At some point, Brown said, the crisis in Westfield escalated to the point where the Army National Guard was made to police the streets of Westfield’s immigrant neighborhoods for two weeks. The military police enforced the use of masks, which were made mandatory in Westfield as the virus spread. The masks of the time were not as effective as the medical-grade masks in use today, but were still believed to be able to slow the spread of the virus.
Brown said that, like in the COVID-19 pandemic, there was a resistance to mask mandates despite ample evidence of their effectiveness. There were also local churches that resisted the notion of closing their doors to close the spread.
Brown said that the Catholic and Baptist churches were resistant to the idea of closing, while the Methodist churches and other organizations did not protest the idea too much.
“People refused to believe it could happen to them, until it happened to them,” said Brown.
While the two viruses are similar in structure and how they make people sick, the 1918 flu affected different groups of people in different ways from COVID-19. With COVID-19, it is mostly people over the age of 50 or those with comorbidities that are being the most severely impacted.
With the 1918 flu, it was people aged 20 to 40 who made up the bulk of the deaths, which is made evident by many of the obituaries in the local papers consisting of U.S. soldiers from Westfield who died from the flu.
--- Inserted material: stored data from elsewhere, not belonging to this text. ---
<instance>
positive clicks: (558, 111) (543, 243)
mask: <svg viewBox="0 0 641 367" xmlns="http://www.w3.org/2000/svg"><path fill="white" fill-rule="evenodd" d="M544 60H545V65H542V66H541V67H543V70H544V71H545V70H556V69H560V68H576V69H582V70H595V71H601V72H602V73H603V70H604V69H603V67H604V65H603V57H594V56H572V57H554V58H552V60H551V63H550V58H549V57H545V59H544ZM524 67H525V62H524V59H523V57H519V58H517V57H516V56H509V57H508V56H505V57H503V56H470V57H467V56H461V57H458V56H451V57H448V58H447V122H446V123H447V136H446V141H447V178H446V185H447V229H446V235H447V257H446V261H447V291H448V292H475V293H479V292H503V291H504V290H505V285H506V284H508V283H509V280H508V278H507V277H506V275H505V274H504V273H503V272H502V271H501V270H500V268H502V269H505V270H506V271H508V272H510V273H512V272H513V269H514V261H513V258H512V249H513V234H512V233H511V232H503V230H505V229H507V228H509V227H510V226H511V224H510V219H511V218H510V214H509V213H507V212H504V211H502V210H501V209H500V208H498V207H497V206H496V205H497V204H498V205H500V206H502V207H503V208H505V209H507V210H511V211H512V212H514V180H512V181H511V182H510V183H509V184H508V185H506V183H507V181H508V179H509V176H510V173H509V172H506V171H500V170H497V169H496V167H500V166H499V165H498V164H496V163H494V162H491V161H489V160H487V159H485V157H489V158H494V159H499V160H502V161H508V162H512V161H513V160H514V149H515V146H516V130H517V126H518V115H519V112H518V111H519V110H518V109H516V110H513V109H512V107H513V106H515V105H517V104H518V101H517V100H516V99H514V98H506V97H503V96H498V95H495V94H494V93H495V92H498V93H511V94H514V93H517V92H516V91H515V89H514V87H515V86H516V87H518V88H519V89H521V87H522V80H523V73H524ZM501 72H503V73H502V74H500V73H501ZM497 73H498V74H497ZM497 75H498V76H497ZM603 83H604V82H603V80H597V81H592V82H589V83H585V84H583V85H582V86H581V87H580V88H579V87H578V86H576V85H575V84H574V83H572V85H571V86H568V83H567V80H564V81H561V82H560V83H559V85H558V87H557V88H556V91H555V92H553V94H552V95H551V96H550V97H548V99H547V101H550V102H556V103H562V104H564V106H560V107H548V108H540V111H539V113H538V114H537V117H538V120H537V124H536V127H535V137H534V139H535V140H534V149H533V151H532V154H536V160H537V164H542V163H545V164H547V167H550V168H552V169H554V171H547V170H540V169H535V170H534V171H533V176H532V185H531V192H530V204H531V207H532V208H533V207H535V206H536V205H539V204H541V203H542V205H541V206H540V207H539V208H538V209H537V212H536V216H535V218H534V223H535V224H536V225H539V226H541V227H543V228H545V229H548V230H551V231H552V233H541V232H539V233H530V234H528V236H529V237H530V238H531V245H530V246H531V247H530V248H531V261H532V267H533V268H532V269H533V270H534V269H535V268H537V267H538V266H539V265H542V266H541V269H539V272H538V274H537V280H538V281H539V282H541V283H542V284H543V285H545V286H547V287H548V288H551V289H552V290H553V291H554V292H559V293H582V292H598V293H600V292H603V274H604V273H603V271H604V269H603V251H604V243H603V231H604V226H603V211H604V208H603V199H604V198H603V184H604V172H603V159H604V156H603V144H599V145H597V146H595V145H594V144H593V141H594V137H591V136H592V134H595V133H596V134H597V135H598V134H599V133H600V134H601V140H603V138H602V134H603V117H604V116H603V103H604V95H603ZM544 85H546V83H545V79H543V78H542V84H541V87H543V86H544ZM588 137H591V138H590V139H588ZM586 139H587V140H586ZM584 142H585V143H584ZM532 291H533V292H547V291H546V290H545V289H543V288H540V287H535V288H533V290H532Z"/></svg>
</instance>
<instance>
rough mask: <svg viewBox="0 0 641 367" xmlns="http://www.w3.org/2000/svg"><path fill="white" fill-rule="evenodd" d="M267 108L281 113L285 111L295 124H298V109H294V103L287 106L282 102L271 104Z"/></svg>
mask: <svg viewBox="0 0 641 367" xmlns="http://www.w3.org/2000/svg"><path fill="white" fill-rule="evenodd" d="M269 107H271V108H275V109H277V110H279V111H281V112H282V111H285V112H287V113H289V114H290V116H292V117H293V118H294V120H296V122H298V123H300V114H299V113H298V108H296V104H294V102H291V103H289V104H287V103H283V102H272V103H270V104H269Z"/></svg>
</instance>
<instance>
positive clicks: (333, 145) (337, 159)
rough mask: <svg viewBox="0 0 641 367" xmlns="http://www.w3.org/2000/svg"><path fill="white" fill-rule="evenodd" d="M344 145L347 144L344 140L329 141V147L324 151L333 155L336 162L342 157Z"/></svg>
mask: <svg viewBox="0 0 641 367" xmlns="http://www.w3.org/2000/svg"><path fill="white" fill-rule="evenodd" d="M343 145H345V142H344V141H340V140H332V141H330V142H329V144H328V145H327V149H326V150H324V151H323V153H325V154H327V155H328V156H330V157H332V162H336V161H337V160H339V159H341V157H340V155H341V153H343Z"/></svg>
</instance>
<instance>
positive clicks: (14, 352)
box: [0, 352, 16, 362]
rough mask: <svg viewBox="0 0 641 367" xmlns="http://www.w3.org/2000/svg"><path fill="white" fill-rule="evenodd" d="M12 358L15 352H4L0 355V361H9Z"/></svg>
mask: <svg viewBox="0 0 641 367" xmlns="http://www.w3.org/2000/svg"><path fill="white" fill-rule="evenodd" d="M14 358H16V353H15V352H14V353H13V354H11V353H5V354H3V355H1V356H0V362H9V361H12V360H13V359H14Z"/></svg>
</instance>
It is not exactly known why this was the case, as most people in that age group should have a relatively strong immune system. Brown said one theory is that the immune system went into overload, which often killed the person.
Another theory relates to the idea that there would be a flu epidemic every 10 years or so in that time period. Every 20 years, that flu epidemic would be extremely bad. It is believed by some that those who survived an earlier flu epidemic may have had some immunity to the 1918 flu. Those who were younger and thus not around during those epidemics would not have had that immunity, and would have been more severely affected by the virus.
A vaccine was never properly developed for the 1918 flu. Scientists at the time debated whether many of the cases were just a bad case of pneumonia or if it was a new disease with pneumonia as a symptom.
“The medical researchers focused on pneumonia. That early, people didn’t know what a virus was. They tried to develop a pneumonia vaccine,” said Brown.
The significant higher death toll in the 1918 flu compared to COVID-19 so far can be largely attributed to the lower quality medical care that was available a century ago. Brown said that if we had to deal with COVID-19 with the medical care of 1918, the death toll would probably be similar.
As time went on, the Spanish Flu somehow disappeared, but not before killing tens of millions of people globally. There is some belief that the virus mutated to the point of becoming less deadly, though it is not officially known how it went away.
Though Brown’s research is not complete, he has concluded that many of the reactions and rationales of the public against measures imposed to curb the spread of the Spanish Flu can be seen almost verbatim in the 2020 COVID-19 pandemic. The resistance to masks and business closures, and the insistence that the virus is not that bad is almost echoed between both pandemics.